In the past year, there have been many top-level engagements between European and Chinese leaders as the EU and its member countries reviewed their relationships with China. The EU-China Summit comes after Michel’s November 2022 visit to Beijing, von der Leyen’s visit in March, and the visit by the EU top diplomat, Josep Borrell, in October. In June, EU leaders reiterated their concerns over human rights in China, but fell short of detailing a strategy to address Beijing’s alarming rights record.
Human Rights Watch urged the two leaders to press for the release of the unjustly imprisoned EU citizen and Hong Kong bookseller Gui Minhai, the Uyghur scholar and Sakharov Prize laureate Ilham Tohti, and the lawyer Yu Wensheng and his wife, Xu Yan, among many others.
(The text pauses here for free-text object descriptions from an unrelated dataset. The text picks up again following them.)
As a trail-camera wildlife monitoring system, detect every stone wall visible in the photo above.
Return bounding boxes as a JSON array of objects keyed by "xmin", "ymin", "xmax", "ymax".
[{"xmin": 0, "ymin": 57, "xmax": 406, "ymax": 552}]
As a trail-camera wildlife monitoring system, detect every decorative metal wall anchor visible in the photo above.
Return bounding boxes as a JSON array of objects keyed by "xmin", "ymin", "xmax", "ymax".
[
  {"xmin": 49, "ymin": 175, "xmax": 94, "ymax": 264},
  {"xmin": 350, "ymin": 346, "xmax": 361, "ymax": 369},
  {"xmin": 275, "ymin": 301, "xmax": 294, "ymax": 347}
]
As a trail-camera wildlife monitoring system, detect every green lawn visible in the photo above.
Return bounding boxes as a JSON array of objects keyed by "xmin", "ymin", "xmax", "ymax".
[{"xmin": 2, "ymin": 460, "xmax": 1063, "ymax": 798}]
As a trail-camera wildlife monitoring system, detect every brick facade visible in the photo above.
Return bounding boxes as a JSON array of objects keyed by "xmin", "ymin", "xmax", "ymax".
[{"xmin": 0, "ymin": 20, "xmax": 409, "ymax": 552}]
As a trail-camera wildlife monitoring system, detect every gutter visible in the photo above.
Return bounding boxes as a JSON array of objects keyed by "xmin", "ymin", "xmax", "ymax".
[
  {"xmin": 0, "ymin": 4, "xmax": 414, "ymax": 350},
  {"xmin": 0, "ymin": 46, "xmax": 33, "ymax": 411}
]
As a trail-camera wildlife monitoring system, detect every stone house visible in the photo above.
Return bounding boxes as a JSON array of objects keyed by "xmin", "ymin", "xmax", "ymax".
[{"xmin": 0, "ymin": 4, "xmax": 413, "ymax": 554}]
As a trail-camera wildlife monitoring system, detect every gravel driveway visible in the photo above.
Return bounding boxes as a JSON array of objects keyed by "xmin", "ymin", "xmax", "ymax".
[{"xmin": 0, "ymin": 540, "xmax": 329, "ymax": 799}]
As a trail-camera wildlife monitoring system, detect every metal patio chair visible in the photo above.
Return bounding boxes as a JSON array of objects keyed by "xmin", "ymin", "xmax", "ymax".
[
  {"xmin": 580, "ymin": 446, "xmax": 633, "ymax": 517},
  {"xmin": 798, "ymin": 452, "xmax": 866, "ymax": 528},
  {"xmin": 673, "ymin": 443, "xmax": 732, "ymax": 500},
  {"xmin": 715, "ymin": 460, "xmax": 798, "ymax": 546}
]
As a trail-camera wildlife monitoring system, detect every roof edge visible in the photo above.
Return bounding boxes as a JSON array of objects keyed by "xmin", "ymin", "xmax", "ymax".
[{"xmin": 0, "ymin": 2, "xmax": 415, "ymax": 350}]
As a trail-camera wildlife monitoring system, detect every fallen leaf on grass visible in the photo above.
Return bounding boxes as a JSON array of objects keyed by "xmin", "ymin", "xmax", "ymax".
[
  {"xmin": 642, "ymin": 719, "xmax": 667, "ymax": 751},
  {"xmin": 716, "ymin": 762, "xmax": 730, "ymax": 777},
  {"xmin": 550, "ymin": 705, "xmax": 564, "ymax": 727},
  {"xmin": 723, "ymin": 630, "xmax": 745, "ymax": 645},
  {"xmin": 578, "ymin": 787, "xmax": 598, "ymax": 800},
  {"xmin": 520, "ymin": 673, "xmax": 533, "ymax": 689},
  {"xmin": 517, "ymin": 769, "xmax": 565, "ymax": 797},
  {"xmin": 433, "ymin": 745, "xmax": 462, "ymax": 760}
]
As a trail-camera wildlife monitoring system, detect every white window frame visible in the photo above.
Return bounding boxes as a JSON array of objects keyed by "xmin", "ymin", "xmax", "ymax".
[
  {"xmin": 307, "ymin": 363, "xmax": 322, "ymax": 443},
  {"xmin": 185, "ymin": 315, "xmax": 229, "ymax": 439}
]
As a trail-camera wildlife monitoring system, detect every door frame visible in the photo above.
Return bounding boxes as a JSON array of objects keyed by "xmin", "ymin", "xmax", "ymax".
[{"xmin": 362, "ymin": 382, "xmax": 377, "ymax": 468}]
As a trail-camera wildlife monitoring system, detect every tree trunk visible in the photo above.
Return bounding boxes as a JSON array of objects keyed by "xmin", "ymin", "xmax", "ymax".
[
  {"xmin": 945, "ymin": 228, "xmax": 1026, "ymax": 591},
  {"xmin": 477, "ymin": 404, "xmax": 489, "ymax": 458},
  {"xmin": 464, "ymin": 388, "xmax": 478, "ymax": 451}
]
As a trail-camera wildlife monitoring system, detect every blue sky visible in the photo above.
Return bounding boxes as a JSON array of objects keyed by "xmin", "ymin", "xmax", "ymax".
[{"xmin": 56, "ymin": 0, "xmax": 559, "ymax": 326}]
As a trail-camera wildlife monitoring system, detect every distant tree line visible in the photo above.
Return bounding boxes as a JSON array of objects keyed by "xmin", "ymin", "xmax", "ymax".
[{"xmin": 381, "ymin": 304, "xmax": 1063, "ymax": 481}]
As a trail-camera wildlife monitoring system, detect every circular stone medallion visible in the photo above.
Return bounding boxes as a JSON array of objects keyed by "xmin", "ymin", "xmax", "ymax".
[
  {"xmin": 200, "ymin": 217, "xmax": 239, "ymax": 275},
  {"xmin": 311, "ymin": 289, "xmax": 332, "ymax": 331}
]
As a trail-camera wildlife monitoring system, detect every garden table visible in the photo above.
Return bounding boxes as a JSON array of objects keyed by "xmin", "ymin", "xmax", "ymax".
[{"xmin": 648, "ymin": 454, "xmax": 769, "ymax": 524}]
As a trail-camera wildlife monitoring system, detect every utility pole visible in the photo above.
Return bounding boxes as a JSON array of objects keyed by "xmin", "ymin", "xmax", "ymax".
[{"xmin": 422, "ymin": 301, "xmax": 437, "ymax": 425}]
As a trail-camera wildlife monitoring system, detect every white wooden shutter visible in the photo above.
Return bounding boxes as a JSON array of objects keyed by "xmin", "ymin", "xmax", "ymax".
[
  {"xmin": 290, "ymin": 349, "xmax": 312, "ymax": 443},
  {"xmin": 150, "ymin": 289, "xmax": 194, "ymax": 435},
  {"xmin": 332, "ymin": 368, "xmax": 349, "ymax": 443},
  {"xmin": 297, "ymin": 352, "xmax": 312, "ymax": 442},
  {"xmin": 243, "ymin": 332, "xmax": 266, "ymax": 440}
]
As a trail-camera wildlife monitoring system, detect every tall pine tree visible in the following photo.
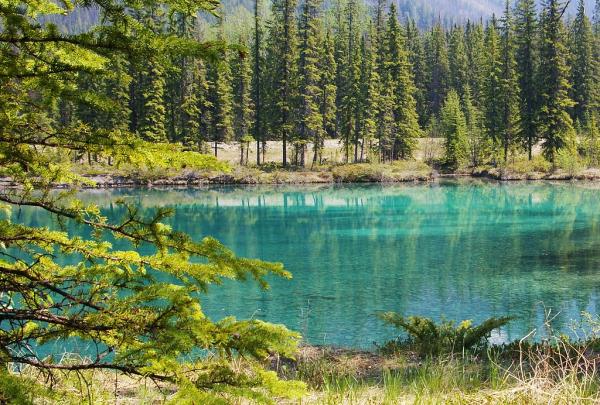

EU institutions and governments of member states should also seriously reconsider their approach toward China, Human Rights Watch said. In particular, the EU and its member states should suspend their human rights dialogue with China, which has become meaningless because of the Chinese authorities’ unwillingness to genuinely engage on human rights issues.
Instead, they should commit to taking more effective action to address its human rights violations and advance prospects for accountability. That should include expanding targeted sanctions against officials responsible for grave violations in Xinjiang, Tibet, and Hong Kong, and taking the lead at the United Nations Human Rights Council toward creating a dedicated UN monitoring mechanism on China.
In Xinjiang, the Chinese authorities’ crimes against humanity against Uyghurs and other Turkic Muslims have included mass arbitrary detention, torture, enforced disappearances, mass surveillance, cultural and religious persecution, separation of families, forced labor, sexual violence, and violations of reproductive rights. In Tibet, the authorities repress and forcibly assimilate Tibetans.
In Hong Kong, the Chinese government has erased the liberties and freedoms after imposing a draconian National Security Law on the city. Across China, the government has further tightened its grip on society, with party-controlled courts handing down harsh sentences for human rights defenders.
The Chinese government’s transnational repression has extended its reach as it offers bounties for exiled Hong Kong democracy activists and former legislators. At the UN, the government is undermining international human rights mechanisms by rewriting norms, while helping to shield other governments from accountability through its veto power at the UN Security Council.
“The EU shouldn’t treat human rights as a tick-the-box exercise, but be prepared to take actions that match the urgency and magnitude of Beijing’s severe repression across the country,” Dam said. “A Chinese government that crushes its peoples basic rights will not be a reliable and accountable partner.”